Advanced Configuration#

Understanding Roles and Overlays#

What is a Role?

A role is a task that can be performed by a node. By assigning a role to a node, an administrator activates the functionality that the role represents on that node. In the context of PRS:

  • PRS::Server - Enables the node to run the PRS daemon and manage power domains (PDs).

  • PRS::Client - Enables the node to be managed by PRS and participate in power domains.

Roles can have parameters that influence their behavior. For example, the PRS::Client role includes parameters for static power usage and power limits.

What is a Configuration Overlay?

A configuration overlay assigns roles to groups of nodes. Multiple overlays can be assigned to a node, and the overlay with the highest priority determines which role assignment is actually used. In PRS:

  • prs-server - A configuration overlay that assigns the PRS::Server role to head nodes or dedicated PRS servers

  • prs-client - A configuration overlay that assigns the PRS::Client role to compute nodes requiring power management

Role Assignment Priority System

Configuration overlays can have priorities from 0-1000 (except 250 and 750, which are reserved). The actual role assignment used depends on priority:

  • Priority 750: Reserved for direct node-level role assignment (highest priority)

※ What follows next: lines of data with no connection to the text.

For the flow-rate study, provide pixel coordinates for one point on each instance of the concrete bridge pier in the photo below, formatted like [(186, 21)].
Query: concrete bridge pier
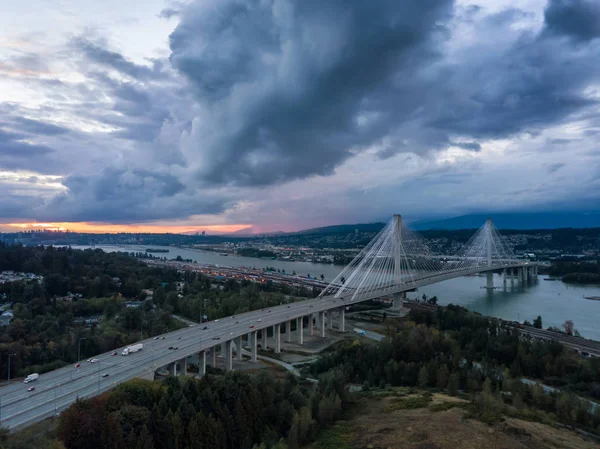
[(299, 329), (238, 349), (213, 356), (202, 363), (264, 333), (183, 366), (277, 338), (172, 369), (322, 324), (288, 331), (228, 355), (253, 346)]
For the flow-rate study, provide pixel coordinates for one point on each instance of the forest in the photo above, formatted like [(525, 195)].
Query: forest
[(48, 332)]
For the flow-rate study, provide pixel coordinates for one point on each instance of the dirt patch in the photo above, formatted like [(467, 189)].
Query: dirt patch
[(379, 423)]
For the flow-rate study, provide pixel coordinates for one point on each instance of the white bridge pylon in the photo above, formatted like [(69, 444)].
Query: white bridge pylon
[(398, 258)]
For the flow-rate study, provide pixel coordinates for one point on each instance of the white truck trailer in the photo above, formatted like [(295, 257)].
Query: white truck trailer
[(133, 348)]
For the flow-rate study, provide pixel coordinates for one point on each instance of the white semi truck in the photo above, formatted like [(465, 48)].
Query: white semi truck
[(133, 348), (31, 378)]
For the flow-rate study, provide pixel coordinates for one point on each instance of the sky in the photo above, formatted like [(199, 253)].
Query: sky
[(281, 115)]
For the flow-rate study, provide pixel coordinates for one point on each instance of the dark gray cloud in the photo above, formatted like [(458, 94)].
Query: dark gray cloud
[(97, 53), (289, 84), (37, 127), (120, 196), (293, 89), (579, 19)]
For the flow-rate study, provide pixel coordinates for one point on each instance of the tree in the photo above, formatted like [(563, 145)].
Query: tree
[(453, 384), (442, 377), (423, 377)]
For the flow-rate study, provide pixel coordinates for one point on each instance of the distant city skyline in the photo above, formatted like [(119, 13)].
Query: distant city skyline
[(281, 115)]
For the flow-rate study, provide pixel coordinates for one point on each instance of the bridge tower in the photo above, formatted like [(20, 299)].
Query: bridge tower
[(397, 298), (489, 239)]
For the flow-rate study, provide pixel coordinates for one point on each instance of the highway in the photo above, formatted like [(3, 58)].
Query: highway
[(56, 390)]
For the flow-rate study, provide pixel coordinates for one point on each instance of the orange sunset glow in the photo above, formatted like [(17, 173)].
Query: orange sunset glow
[(102, 228)]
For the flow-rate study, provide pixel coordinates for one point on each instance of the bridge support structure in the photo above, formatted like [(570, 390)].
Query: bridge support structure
[(253, 346), (183, 366), (229, 355), (202, 363), (300, 329), (277, 337), (238, 349), (322, 324)]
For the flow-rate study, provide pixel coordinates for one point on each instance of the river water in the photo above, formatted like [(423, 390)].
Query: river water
[(555, 301)]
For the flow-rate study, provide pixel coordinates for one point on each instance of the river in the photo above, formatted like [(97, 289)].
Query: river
[(555, 301)]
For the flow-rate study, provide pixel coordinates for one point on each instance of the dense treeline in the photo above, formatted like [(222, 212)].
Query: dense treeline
[(232, 411), (453, 349), (46, 330)]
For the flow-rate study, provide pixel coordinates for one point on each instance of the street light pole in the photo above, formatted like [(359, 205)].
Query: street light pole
[(9, 356), (79, 348)]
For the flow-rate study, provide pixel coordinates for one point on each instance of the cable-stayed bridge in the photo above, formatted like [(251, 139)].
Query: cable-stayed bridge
[(397, 260)]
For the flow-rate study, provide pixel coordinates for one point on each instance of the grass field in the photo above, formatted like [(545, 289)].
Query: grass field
[(411, 419)]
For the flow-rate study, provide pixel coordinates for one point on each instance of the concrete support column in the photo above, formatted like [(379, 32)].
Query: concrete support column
[(238, 348), (202, 363), (288, 331), (228, 355), (183, 366), (277, 338), (342, 319), (322, 324), (264, 336), (253, 346), (299, 329)]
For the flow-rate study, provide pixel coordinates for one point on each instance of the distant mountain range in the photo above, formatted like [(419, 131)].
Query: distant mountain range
[(542, 220)]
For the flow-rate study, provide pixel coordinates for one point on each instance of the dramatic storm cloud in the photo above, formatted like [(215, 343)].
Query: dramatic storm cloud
[(288, 114)]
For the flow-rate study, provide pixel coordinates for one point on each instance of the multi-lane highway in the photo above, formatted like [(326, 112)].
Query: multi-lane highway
[(57, 389)]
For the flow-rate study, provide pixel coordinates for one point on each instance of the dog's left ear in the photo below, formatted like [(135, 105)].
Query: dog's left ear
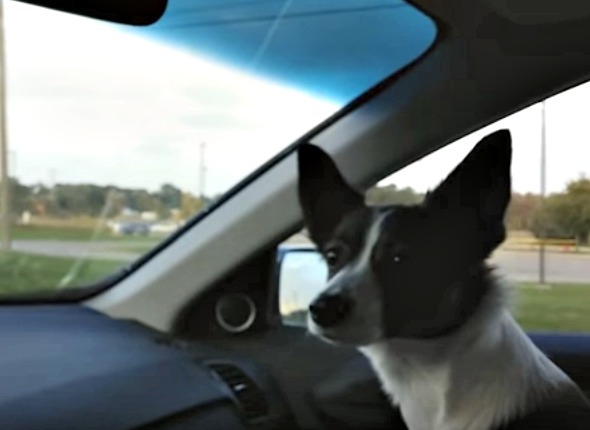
[(478, 191), (325, 196)]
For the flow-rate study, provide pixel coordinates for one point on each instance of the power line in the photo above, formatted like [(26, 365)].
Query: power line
[(543, 180), (292, 15), (5, 239), (202, 169)]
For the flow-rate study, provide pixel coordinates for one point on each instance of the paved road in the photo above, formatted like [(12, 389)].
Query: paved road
[(559, 267), (516, 265)]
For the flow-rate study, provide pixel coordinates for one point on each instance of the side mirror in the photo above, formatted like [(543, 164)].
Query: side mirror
[(302, 275)]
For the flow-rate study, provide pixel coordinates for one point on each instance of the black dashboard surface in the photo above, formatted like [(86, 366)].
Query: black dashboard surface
[(69, 367)]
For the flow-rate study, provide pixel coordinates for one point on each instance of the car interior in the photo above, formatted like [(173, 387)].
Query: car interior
[(190, 336)]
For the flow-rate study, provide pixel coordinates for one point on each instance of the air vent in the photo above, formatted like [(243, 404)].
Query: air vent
[(251, 399)]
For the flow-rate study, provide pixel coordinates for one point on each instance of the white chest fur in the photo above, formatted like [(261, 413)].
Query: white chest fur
[(473, 381)]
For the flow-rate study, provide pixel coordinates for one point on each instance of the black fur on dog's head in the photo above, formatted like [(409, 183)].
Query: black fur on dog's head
[(404, 271)]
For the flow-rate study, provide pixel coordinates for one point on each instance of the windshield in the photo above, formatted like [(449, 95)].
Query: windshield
[(117, 136)]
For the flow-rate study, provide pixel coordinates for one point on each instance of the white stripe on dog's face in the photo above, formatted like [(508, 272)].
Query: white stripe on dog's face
[(356, 281)]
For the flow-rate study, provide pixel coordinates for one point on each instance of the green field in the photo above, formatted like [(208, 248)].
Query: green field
[(25, 273), (561, 307), (32, 232)]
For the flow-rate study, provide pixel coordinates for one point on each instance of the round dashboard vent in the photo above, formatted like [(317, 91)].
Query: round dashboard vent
[(235, 313)]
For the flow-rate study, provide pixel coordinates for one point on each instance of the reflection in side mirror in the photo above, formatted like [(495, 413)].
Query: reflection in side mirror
[(303, 274)]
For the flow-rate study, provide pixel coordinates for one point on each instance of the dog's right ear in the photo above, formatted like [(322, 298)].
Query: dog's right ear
[(324, 195)]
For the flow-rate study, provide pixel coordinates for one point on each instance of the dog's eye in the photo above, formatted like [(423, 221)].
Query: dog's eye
[(400, 254), (333, 254)]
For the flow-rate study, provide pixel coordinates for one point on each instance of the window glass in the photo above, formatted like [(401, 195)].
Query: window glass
[(546, 256), (117, 136)]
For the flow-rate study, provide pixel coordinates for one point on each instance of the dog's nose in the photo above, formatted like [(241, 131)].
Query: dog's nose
[(329, 309)]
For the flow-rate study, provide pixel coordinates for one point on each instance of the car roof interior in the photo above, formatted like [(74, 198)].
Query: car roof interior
[(491, 58)]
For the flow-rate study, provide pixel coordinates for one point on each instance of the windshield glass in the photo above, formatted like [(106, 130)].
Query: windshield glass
[(116, 136)]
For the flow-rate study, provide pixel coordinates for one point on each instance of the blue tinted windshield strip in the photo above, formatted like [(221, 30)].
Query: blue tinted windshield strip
[(332, 49)]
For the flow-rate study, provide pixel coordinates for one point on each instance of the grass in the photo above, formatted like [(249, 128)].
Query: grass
[(32, 232), (559, 308), (22, 273)]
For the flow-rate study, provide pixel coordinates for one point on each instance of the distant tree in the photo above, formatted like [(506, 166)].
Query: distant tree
[(190, 205), (520, 212), (567, 214), (390, 194), (170, 196)]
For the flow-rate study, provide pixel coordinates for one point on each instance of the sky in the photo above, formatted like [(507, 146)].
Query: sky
[(90, 103)]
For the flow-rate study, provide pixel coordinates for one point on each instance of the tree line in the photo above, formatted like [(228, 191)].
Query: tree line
[(563, 215), (559, 215), (69, 200)]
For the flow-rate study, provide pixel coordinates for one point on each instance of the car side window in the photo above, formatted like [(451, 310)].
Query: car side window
[(546, 255)]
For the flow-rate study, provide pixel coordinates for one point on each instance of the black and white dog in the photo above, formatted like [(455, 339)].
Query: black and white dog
[(410, 287)]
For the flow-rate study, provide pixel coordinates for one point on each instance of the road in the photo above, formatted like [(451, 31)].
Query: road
[(515, 265)]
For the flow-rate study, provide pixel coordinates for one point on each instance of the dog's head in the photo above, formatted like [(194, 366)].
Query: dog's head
[(402, 271)]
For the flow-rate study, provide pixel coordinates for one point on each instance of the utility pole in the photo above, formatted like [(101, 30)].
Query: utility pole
[(202, 170), (543, 180), (4, 177)]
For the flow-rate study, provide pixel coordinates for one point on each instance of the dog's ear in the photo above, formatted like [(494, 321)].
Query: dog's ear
[(324, 195), (477, 193)]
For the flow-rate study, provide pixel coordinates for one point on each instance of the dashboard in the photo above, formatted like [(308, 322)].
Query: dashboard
[(69, 367)]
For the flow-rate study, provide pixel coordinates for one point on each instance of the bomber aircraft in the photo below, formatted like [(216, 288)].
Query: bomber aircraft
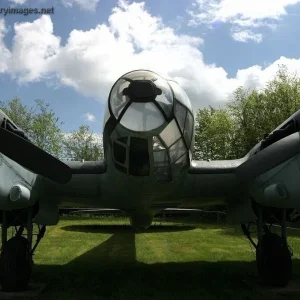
[(148, 167)]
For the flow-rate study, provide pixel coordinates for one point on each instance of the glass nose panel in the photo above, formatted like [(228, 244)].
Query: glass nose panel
[(177, 150), (180, 114), (142, 117), (165, 100), (170, 134)]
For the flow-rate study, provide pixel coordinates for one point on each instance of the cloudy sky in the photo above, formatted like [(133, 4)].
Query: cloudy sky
[(72, 57)]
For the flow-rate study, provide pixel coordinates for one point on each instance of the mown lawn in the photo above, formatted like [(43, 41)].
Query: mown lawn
[(104, 259)]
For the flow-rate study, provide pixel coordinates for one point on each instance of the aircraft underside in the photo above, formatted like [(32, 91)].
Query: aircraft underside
[(148, 167)]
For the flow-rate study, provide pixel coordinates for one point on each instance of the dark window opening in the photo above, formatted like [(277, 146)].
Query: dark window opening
[(119, 153), (120, 168), (123, 140), (139, 157), (279, 134)]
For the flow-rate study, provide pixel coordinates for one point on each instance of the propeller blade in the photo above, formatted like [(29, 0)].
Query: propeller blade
[(269, 158), (33, 158)]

  • Priority 500: Default priority for configuration overlays

  • Priority 250: Reserved for category-level role assignment (lowest priority)

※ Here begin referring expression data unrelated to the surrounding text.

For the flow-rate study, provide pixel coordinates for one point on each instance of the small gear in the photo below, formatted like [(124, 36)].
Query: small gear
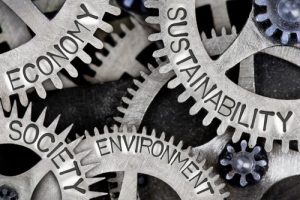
[(119, 60), (133, 153), (55, 44), (57, 159), (244, 163), (281, 16), (206, 82)]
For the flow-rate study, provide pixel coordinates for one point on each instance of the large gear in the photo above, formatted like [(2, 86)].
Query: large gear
[(205, 79), (56, 43), (133, 153), (57, 160)]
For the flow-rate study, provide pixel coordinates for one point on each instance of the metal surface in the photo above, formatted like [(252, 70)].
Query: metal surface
[(58, 161), (122, 58), (205, 79), (132, 153), (56, 43)]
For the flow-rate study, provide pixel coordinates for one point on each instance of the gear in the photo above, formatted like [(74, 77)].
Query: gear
[(244, 163), (134, 153), (57, 159), (119, 60), (205, 79), (56, 43), (283, 16)]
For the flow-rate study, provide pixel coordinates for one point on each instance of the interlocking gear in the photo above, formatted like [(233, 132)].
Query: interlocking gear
[(283, 17), (205, 79), (56, 43), (119, 60), (244, 162), (133, 153), (57, 160)]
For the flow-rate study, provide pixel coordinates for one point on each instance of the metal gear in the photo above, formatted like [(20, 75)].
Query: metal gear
[(119, 60), (123, 150), (205, 79), (244, 163), (56, 43), (283, 17), (57, 160)]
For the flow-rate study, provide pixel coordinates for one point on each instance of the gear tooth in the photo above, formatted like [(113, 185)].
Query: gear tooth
[(106, 130), (203, 36), (208, 119), (64, 134), (221, 129), (171, 141), (174, 83), (155, 37), (144, 131), (116, 129), (153, 133), (150, 67), (40, 91), (252, 141), (271, 30), (28, 112), (152, 4), (163, 136), (93, 194), (165, 68), (121, 109), (236, 136), (262, 17), (52, 127), (6, 104), (57, 82), (285, 146), (71, 70), (152, 20), (261, 2), (268, 145), (213, 33), (96, 43), (99, 56), (115, 37), (106, 27), (195, 108), (41, 118), (285, 38), (14, 110), (180, 145), (223, 31), (126, 100), (131, 91), (160, 53), (124, 28), (23, 98), (183, 97)]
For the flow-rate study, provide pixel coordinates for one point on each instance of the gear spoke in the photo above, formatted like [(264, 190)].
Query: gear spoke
[(129, 186), (30, 14), (249, 42)]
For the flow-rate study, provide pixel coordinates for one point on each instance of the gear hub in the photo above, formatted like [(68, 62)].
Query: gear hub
[(242, 164), (8, 193)]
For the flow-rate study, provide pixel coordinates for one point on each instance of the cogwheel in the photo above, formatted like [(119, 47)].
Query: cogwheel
[(205, 79), (57, 159), (281, 16), (133, 153), (56, 43), (119, 60), (280, 167)]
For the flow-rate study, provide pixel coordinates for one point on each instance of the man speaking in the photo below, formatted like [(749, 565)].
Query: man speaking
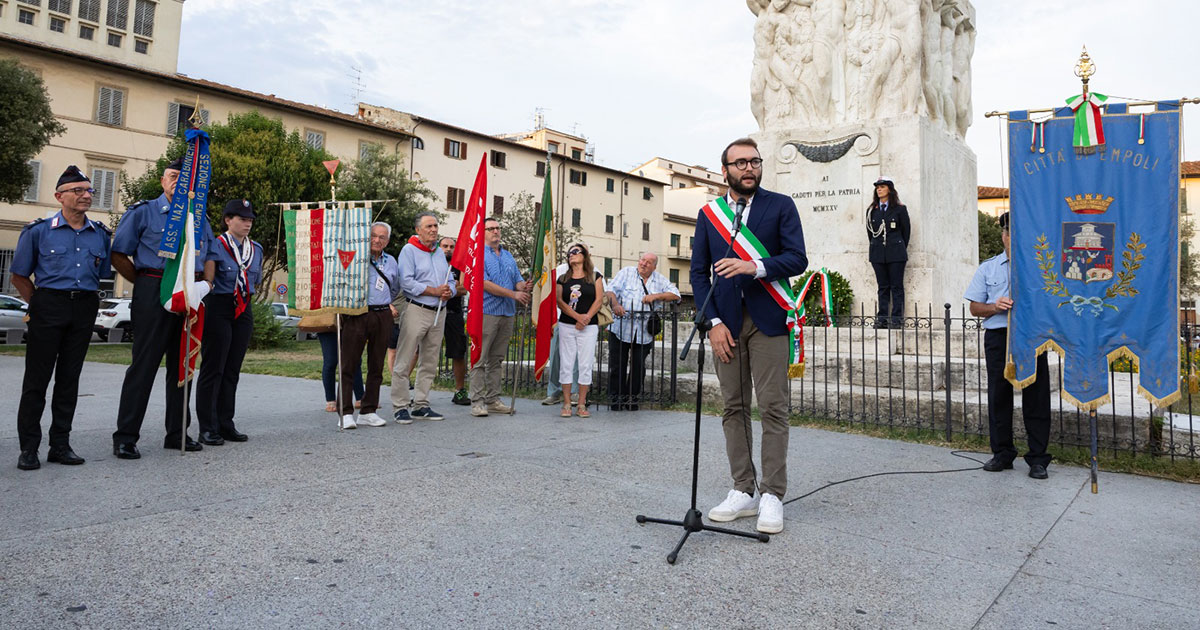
[(749, 328)]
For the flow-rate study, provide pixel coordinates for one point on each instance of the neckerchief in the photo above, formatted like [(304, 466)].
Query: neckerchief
[(243, 255)]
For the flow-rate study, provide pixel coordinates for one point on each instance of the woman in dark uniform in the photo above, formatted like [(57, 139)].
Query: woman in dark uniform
[(228, 323), (888, 229)]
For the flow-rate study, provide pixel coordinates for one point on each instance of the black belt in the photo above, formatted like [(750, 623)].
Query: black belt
[(78, 294), (157, 274)]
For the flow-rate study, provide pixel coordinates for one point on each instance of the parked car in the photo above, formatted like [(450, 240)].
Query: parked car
[(12, 316), (114, 313)]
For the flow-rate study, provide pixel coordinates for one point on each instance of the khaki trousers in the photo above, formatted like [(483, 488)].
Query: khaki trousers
[(420, 331), (485, 376), (759, 363)]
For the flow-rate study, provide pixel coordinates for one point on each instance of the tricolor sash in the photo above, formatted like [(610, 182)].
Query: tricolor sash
[(748, 247)]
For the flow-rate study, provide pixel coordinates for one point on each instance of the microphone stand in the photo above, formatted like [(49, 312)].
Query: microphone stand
[(694, 521)]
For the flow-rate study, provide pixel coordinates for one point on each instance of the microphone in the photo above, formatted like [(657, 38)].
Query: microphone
[(737, 219)]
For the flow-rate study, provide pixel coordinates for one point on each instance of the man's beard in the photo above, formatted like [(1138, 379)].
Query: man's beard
[(738, 187)]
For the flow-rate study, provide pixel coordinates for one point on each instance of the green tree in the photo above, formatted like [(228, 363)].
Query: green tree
[(27, 125), (520, 232), (989, 237), (379, 175), (256, 159)]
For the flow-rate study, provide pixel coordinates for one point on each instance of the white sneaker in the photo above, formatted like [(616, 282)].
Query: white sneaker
[(371, 419), (771, 514), (736, 505)]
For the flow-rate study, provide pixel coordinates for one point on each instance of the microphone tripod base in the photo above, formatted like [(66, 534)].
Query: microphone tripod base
[(693, 522)]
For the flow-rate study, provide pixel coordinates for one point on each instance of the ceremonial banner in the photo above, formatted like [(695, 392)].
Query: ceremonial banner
[(1095, 250), (329, 246), (545, 307), (468, 258)]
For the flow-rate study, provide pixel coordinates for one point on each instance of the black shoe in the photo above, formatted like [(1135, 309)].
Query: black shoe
[(64, 456), (996, 465), (191, 445), (126, 450), (210, 438), (234, 436), (28, 461)]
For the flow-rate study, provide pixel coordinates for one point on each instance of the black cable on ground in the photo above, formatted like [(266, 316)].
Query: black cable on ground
[(957, 454)]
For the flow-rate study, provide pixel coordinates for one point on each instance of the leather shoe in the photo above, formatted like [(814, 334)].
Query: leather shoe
[(234, 436), (191, 445), (996, 465), (126, 450), (28, 461), (210, 438), (64, 456)]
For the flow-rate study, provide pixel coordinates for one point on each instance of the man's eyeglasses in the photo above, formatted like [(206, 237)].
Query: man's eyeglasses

  • Priority -1: Configuration overlay is ignored

Higher priority assignments override lower ones. For example, a role assigned directly to a node (750) overrides an overlay assignment (500)

How PRS Uses Roles and Overlays

  1. The prs-server overlay assigns the PRS::Server role to designated nodes (typically head nodes)

  2. The prs-client overlay assigns the PRS::Client role to compute nodes requiring power management

  3. Nodes can receive role assignments from multiple sources (category, overlay, or direct assignment), with priority determining which takes effect

  4. Direct node assignment (priority 750) can override overlay assignments when custom parameters are needed

This priority-based system allows both broad configuration management and fine-tuned per-node customization when needed.

Configuring PRS Server#

PRS server runs on one or two head nodes (in HA configurations), with configuration done at the overlay/role level. The prs-server configuration overlay assigns the PRS::Server role to the head node(s).

Configuring the PRS::Server Role#

The PRS::Server role assigned by the prs-server overlay defines the PRS daemon behavior and power domain management. All configuration is accessed through:

configurationoverlay[prs-server]->roles[PRS::Server]

Viewing and Modifying Role Parameters:

To view all current settings for the PRS server role:

cmsh -c "configurationoverlay use prs-server ; roles ; use PRS::Server ; show"

This displays parameters such as ports, certificate paths, control loop timing, and PD assignments. Example output:

PRS server role configuration output showing ports, certificate paths, control loop timing, and power domain assignments

To get a specific parameter value:

cmsh -c "configurationoverlay use prs-server ; roles ; use PRS::Server ; get <parameter>"

Example:

cmsh -c "configurationoverlay use prs-server ; roles ; use PRS::Server ; get Interval"

To set a parameter:

cmsh -c "configurationoverlay use prs-server ; roles ; use PRS::Server ; set <parameter> <value>"

Example:

cmsh -c "configurationoverlay use prs-server ; roles ; use PRS::Server ; set Interval 10; commit"

Note

Since PRS servers on head nodes share the same configuration, all settings are done at the overlay/role level. Node-specific configuration is not needed for the PRS server.

Power Domains Management#

Power domains (PDs) were created during PRS installation based on your selected grouping strategy:

  • rack: One PD per rack (e.g., rack001, rack002)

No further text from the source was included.